Le Livre en Guerre contre Bolloré
Le syndicat du Livre a réalisé l’union sacrée pour faire plier, par tous les moyens, Vincent Bolloré qui veut retirer Direct Matin de l’imprimerie du Monde.
Le syndicat du Livre est en guerre contre Vincent Bolloré. Il s’apprête à livrer contre lui l’un de ses derniers combats qui ne sera pas sans analogies avec celui qu’il a livré en 1975 contre Emilien Amaury, patron emblématique du Parisien Libéré, qui voulait alors se passer de ses services.
Les négociations sont rompues et aucune tractation, fût-elle occulte, n’a permis la moindre avancée. Les gratuits de Bolloré risquent de rester encore longtemps absents des présentoirs du métro et le conflit menace de s’étendre à la presse parisienne.
Au départ, l’affaire paraît pourtant minime. Bolloré Média décide de faire imprimer Direct Matin par le groupe Maury à Coulommiers, dans une imprimerie du labeur – qui n’est pas concernée par les accords passés entre le syndicat de la presse quotidienne nationale et celui du Livre – et non plus dans celle du Monde à Ivry. Furieux, des ouvriers dont on respectera l’anonymat, ont détruit des centaines de milliers de journaux avec des lances à eau. Et certains ont laissé entendre qu’ils recommenceraient à chaque fois que le journal sera réimprimé. Des mésaventures étaient survenus à Metro comme à 20 Minutes lorsqu’ils se sont lancés en France mais ils ont depuis pris le soin de se faire éditer dans des imprimeries de la presse parisienne où le Livre est présent.

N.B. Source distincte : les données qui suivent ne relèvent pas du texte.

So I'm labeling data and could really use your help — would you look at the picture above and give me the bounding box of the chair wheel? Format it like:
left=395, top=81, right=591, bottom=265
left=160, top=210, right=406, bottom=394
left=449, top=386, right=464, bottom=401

La décision de Vincent Bolloré fait sans doute perdre une quinzaine d’emplois directs au Monde, une dizaine d’indirects et aggrave la situation financière de l’entreprise, qui s’en serait bien passée. Cette question serait pour les syndicalistes suffisamment grave en soi, si elle ne révélait, selon ses dirigeants, la volonté de Vincent Bolloré de s’affranchir définitivement des ouvriers du Livre. Et de citer en vrac les liens de l’homme d’affaires avec Nicolas Sarkozy comme son désir de lancer un quotidien payant qui lui soit favorable. Pour eux, Vincent Bolloré imagine à partir des gratuits un modèle qui puisse s’appliquer aux quotidiens payants, c’est-à-dire un monde qui s’affranchisse d’abord de la contrainte de la distribution, ce qui est déjà fait, puis de l’imprimerie.
Union Sacrée
Dès lors, il n’en a pas fallu plus pour que les deux frères ennemis, Gérard Letreguilly, secrétaire général du syndicat des imprimeurs, autrement dit des rotativistes et Marc Norguez, secrétaire général du syndicat du Livre et de la Communication écrite, dominant chez Presstalis, dans le secteur de la distribution ne réalisent l’union sacrée contre Bolloré.
Le premier était généralement porté à la négociation tandis que le second a toujours incarné la ligne dure. Le fait que les modérés se soient ralliés aux orthodoxes n’est pas sans inquiéter le syndicat de la presse quotidienne nationale où Vincent Bolloré n’est pas représenté.
Quand Jean-Christophe Thierry, PDG de Bolloré Média, dans des tractations occultes avec des syndicalistes parle de qualité d’impression supérieure dans le groupe Maury, les membres du Livre prennent la mouche, réfutent cette accusation en bloc et parlent même du contenu du journal et de sa pauvreté rédactionnelle qui a tout à envier aux journaux payants réalisés, selon eux, par des journalistes professionnels.
Mieux même, certains font savoir à ses intermédiaires que Vincent Bolloré commet une deuxième erreur s’il confie la responsabilité de son journal payant à Jean Marie Colombani, le fossoyeur du Monde.
La tension est donc à son comble et il suffirait qu’un seul ouvrier soit poursuivi en Justice pour avoir détruit des exemplaires de Direct Matin pour qu’une grève éclate immédiatement dans toutes les imprimeries de la presse parisienne.
Des syndicalistes ont relevé que le numéro des plaques d’immatriculation des « camarades » avaient été relevées à Coulommiers et ils attendent que Vincent Bolloré franchisse le Rubicon.
Comme au bon vieux temps de l’époque Amaury, Vincent Bolloré n’a donc d’autre choix que d’accepter le diktat du Livre ou prendre le risque de voir tous les autres médias pris en otage.